JÚRI. NULIDADE. ART. 475 DO CPP. INOCORRÊNCIA.
TESTEMUNHAS. MOMENTO. CONTRARIEDADE AO LIBELO.
PRETENSÃO DE OITIVA DE CO-RÉU COMO TESTEMUNHA.
IMPOSSIBILIDADE.
I – Descabe falar em malferimento ao art. 475 do Código de Processo
Penal se na ata de julgamento não consta que o membro do Parquet
tenha lido ou produzido documento em desrespeito às prescrições
insertas no referido comando normativo.
II – Em se tratando de processo de competência do Tribunal do Júri,
o momento para que a defesa arrole testemunhas, além da defesa
prévia, é no oferecimento da contrariedade ao libelo, ex vi do art.

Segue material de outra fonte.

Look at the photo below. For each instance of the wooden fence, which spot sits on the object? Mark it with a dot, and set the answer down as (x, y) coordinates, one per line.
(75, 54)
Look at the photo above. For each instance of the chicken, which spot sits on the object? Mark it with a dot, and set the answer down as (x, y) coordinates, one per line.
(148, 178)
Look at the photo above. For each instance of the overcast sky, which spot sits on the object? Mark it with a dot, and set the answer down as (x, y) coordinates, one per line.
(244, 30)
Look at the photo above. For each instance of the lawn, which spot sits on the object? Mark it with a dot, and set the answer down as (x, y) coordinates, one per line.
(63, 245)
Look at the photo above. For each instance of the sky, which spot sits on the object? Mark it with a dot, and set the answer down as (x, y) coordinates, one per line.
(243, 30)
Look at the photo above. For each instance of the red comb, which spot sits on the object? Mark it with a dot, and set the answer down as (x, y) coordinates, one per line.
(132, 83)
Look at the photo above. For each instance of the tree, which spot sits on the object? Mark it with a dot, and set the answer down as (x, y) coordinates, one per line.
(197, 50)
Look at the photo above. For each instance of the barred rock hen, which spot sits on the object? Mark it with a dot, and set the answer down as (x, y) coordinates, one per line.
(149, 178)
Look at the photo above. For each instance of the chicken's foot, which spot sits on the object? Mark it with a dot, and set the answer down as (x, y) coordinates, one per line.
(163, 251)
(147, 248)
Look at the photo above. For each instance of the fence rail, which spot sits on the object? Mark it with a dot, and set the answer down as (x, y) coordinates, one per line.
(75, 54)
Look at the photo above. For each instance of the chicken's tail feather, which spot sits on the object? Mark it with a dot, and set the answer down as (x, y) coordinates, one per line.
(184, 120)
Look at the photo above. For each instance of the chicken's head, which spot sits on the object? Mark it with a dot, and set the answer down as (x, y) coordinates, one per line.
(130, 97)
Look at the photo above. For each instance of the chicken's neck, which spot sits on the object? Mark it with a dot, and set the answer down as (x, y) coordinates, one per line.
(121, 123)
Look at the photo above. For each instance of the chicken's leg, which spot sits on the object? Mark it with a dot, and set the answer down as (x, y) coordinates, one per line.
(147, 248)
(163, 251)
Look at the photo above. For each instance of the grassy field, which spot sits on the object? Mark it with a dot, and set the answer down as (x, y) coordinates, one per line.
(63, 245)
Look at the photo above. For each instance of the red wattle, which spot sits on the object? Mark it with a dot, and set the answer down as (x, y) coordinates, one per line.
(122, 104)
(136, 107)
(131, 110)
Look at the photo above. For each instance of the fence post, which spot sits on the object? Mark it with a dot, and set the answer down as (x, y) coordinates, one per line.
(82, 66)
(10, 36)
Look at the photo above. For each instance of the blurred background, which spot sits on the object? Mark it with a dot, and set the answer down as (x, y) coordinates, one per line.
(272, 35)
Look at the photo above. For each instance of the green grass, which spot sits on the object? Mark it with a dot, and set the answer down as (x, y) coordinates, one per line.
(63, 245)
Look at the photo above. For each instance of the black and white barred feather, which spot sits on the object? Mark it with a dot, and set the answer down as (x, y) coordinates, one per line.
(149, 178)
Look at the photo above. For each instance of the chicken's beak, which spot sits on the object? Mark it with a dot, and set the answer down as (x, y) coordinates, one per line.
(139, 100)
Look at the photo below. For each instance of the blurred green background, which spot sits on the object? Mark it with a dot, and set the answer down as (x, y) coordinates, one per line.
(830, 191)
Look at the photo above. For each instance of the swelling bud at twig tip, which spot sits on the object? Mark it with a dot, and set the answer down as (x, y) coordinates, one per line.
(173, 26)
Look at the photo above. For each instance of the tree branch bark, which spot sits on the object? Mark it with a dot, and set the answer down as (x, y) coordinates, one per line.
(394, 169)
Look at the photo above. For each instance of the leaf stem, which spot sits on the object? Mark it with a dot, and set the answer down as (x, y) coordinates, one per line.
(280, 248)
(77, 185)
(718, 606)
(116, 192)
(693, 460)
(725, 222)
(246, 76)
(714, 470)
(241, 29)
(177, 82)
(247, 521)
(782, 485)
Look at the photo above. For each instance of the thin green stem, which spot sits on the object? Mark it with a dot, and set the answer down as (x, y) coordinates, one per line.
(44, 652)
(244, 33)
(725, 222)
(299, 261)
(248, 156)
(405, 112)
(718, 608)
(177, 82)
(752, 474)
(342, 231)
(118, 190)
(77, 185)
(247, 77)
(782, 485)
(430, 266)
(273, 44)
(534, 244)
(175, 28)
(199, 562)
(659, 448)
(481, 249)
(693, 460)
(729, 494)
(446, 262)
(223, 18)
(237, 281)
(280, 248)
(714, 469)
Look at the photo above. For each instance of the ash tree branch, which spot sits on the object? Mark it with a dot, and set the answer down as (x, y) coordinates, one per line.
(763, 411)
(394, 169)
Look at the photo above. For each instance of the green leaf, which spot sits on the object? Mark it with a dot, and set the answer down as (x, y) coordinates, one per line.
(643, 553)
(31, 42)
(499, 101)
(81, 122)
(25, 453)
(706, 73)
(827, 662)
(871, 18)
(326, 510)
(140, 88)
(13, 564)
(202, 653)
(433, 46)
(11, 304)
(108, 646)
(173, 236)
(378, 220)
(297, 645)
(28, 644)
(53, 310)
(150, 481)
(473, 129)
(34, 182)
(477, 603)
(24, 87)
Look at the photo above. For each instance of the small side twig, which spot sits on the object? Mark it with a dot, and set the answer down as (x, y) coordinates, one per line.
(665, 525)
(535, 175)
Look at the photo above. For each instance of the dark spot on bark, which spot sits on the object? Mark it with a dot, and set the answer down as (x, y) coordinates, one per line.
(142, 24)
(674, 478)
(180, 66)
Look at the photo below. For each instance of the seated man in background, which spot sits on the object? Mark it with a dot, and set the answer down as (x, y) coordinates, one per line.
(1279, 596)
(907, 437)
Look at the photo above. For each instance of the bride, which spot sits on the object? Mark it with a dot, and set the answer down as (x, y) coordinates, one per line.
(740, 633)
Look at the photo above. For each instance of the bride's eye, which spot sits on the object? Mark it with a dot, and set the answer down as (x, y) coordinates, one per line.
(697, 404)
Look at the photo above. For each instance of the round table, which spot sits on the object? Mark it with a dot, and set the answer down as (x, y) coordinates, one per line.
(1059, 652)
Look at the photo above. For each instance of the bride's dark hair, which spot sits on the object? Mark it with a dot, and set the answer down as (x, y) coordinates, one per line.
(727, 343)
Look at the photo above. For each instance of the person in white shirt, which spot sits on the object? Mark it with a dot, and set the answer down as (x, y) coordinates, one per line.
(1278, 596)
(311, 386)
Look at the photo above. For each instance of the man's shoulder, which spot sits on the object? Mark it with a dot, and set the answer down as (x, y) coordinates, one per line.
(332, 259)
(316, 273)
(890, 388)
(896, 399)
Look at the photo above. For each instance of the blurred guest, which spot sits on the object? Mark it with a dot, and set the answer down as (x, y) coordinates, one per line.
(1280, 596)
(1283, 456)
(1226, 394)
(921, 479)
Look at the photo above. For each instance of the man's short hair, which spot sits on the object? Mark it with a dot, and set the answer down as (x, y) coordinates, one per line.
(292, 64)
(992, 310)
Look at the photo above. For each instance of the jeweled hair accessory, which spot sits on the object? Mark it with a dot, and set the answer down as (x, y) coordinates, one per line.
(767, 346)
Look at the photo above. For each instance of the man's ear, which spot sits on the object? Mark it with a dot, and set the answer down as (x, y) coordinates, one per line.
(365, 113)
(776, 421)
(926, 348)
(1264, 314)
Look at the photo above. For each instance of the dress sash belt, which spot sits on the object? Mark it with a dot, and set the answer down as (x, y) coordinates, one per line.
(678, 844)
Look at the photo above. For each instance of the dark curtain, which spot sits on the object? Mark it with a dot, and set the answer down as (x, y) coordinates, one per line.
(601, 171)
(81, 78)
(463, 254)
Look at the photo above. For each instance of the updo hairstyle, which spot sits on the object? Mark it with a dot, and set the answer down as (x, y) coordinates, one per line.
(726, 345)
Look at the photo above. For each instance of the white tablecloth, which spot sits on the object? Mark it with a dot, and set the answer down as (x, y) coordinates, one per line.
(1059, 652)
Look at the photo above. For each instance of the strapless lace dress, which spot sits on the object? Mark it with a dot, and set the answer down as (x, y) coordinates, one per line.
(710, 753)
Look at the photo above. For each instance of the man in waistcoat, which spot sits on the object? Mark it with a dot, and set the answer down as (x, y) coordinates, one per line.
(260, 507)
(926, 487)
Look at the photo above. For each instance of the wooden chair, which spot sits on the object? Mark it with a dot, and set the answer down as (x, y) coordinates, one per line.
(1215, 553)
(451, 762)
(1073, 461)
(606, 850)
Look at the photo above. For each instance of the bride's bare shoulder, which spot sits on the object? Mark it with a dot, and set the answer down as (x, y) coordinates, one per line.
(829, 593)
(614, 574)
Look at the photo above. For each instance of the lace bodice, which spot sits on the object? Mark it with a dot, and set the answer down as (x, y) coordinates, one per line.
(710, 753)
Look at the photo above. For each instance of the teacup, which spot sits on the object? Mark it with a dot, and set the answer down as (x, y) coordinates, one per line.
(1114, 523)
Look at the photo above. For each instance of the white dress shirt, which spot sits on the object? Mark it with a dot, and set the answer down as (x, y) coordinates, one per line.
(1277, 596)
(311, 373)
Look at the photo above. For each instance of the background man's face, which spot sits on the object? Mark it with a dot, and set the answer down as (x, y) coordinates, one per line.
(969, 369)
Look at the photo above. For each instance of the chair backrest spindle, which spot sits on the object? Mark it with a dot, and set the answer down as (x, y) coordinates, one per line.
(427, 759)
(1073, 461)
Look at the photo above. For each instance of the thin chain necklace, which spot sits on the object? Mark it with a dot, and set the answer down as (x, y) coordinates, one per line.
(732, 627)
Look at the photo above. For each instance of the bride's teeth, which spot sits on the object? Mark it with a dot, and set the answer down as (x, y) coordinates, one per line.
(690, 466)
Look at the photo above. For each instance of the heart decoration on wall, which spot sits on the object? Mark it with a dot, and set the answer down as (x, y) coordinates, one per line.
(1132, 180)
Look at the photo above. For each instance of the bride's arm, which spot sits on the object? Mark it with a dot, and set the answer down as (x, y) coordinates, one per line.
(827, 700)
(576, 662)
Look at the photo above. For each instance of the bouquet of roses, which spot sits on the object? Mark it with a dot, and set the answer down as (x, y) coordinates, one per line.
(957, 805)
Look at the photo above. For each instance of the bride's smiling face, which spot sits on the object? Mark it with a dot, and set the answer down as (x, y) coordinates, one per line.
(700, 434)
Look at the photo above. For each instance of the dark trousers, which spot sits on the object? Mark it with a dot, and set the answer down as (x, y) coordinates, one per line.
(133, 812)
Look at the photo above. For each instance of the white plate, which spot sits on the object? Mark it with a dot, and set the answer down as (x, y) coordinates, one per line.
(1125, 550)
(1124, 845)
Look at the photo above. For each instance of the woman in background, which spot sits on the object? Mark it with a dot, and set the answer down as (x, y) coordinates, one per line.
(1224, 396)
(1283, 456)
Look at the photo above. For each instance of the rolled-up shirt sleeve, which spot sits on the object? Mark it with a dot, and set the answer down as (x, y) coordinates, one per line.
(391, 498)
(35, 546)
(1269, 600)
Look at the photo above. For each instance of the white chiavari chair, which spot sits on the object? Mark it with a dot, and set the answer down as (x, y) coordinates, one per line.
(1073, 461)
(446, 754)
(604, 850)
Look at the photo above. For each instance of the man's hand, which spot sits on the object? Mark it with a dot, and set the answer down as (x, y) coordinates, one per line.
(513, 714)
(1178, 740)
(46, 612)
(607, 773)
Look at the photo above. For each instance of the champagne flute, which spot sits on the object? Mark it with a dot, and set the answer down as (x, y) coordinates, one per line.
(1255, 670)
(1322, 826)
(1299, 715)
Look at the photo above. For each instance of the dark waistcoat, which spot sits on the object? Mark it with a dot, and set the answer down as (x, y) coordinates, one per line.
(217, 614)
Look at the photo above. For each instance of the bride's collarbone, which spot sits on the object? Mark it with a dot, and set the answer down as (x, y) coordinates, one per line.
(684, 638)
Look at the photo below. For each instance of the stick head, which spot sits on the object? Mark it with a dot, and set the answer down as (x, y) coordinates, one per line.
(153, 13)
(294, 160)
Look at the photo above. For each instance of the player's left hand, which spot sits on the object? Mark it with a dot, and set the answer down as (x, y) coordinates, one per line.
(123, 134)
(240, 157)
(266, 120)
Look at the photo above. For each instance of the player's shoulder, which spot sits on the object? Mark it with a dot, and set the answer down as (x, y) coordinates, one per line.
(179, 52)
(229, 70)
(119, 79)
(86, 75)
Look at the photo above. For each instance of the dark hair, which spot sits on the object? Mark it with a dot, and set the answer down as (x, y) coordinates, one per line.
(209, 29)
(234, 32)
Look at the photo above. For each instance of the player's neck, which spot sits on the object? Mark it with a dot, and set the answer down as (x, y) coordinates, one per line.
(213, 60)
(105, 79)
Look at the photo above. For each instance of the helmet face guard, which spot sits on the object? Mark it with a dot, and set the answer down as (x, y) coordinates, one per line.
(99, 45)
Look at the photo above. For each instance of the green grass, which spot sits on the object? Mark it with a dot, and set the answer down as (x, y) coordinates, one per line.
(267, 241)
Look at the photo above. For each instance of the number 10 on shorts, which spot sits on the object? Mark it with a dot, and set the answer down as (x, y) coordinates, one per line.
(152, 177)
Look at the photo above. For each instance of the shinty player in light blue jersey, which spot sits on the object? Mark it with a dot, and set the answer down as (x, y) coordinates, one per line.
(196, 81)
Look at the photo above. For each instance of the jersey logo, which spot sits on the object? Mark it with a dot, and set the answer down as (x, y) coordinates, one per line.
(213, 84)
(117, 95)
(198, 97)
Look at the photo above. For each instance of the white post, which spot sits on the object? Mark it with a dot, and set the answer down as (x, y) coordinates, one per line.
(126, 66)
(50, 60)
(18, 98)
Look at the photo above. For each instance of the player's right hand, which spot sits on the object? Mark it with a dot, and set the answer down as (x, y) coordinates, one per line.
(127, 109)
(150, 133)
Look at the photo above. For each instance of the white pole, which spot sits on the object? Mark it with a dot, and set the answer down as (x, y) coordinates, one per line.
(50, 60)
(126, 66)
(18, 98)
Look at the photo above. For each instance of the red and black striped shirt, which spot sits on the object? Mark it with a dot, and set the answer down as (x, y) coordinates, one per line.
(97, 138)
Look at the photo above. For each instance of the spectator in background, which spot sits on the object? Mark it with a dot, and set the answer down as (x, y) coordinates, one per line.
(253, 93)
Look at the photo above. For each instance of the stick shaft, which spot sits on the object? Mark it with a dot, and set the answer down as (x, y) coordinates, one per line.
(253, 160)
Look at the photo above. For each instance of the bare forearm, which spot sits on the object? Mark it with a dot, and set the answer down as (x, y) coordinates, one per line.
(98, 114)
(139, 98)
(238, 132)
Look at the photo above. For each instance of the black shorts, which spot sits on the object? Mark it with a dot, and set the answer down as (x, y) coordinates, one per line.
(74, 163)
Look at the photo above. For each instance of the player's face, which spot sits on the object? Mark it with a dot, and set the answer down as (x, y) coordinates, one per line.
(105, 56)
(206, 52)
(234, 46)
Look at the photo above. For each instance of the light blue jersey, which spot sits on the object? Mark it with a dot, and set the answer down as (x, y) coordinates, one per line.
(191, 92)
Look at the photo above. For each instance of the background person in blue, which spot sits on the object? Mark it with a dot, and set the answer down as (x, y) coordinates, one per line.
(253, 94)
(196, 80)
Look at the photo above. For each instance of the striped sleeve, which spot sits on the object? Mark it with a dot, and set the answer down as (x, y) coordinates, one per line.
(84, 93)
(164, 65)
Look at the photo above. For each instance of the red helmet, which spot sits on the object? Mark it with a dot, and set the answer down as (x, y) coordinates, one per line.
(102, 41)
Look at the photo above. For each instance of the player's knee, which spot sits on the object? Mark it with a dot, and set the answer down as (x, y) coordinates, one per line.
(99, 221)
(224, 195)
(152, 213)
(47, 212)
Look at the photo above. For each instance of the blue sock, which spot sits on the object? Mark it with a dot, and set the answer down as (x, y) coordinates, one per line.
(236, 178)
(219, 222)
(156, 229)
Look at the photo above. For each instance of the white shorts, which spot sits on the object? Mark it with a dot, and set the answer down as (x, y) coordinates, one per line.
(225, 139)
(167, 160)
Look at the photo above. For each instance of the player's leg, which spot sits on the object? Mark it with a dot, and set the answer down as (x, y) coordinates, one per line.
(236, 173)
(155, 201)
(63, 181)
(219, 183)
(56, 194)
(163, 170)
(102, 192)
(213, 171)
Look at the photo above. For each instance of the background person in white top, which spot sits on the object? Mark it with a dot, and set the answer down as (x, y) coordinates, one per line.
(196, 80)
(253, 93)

421, parágrafo único, do CPP. (Precedente desta Corte e do Pretório
Elso).
III – De outro lado, inviável pretender-se que co-réu já condenado no
mesmo processo, que teve o julgamento desmembrado, preste depoimento
no Plenário do Tribunal do Júri, na qualidade de testemunha,
porquanto não há como se confundir a natureza desta com a
de um acusado. (Precedente ).
IV – Irrelevante, na presente hipótese, a alegação do impetrante no
sentido de que o Parquet teria colhido diretamente uma prova, arvorando-
se nas funções da polícia judiciária, porquanto a referida
prova – consistente na oitiva de uma testemunha – não foi utilizada
em momento algum no processo, de modo que não influiu, sobre
qualquer aspecto, para o julgamento da causa.
Ordem denegada.
ACÓRDÃO
Vistos, relatados e discutidos os autos em que são partes as acima
indicadas, acordam os Ministros da QUINTA TURMA do Superior
Tribunal de Justiça, por unanimidade, denegar a ordem. Os Srs. Ministros
Laurita Vaz, Arnaldo Esteves Lima e Jane Silva (Desembargadora
convocada do TJ/MG) votaram com o Sr. Ministro Relator.
Ausente, justificadamente, o Sr. Ministro Napoleão Nunes Maia Filho.
Brasília, 27 de novembro de 2007. (Data do Julgamento).